Fregosi is infamously remembered as the piece that the Angels sent to the New York Mets for Nolan Ryan and three other players on December 10, 1971 in what became considered one of the more lopsided trades in major league history. While Ryan went on to be a superstar with the Angels, injuries derailed what had been an excellent career for Fregosi.
During the 1960’s, Jim Fregosi was one of the best shortstops in the American League. He was a six time All-Star, a Gold Glove winner, and finished as high as seventh in the MVP voting. From the time that he became a regular in 1963 through the 1970 season, Fregosi compiled a .271/.341/.409 batting line with 107 home runs and 67 stolen bases. In an era when shortstops played primarily for their defensive capability, Fregosi was an offensive weapon. According to baseballreference.com, Jim Fregosi was most comparable to borderline Hall of Fame player Alan Trammell through age 29. He, along with Bo Belinsky, were the first true stars of the expansion Angels.

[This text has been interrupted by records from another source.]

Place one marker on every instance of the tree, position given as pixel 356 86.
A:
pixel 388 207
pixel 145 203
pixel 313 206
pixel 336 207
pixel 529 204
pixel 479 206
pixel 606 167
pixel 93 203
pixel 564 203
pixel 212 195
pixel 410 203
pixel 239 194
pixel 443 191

After leaving the Angels, Fregosi struggled through injuries which hampered his career. He still managed to reinvent himself as a utility player, playing first and third base as well as short as his career wound down as he carved out an eighteen year career. After his playing days, Fregosi served as a manager for fifteen years, notably reaching the World Series with the Philadelphia Phillies in 1993. He returned to the Angels as a manager immediately after his playing career, leading the team to the playoffs in 1979. His number 11 was retired by the Angels in 1998, an homage to a baseball lifer that gave his all for his team.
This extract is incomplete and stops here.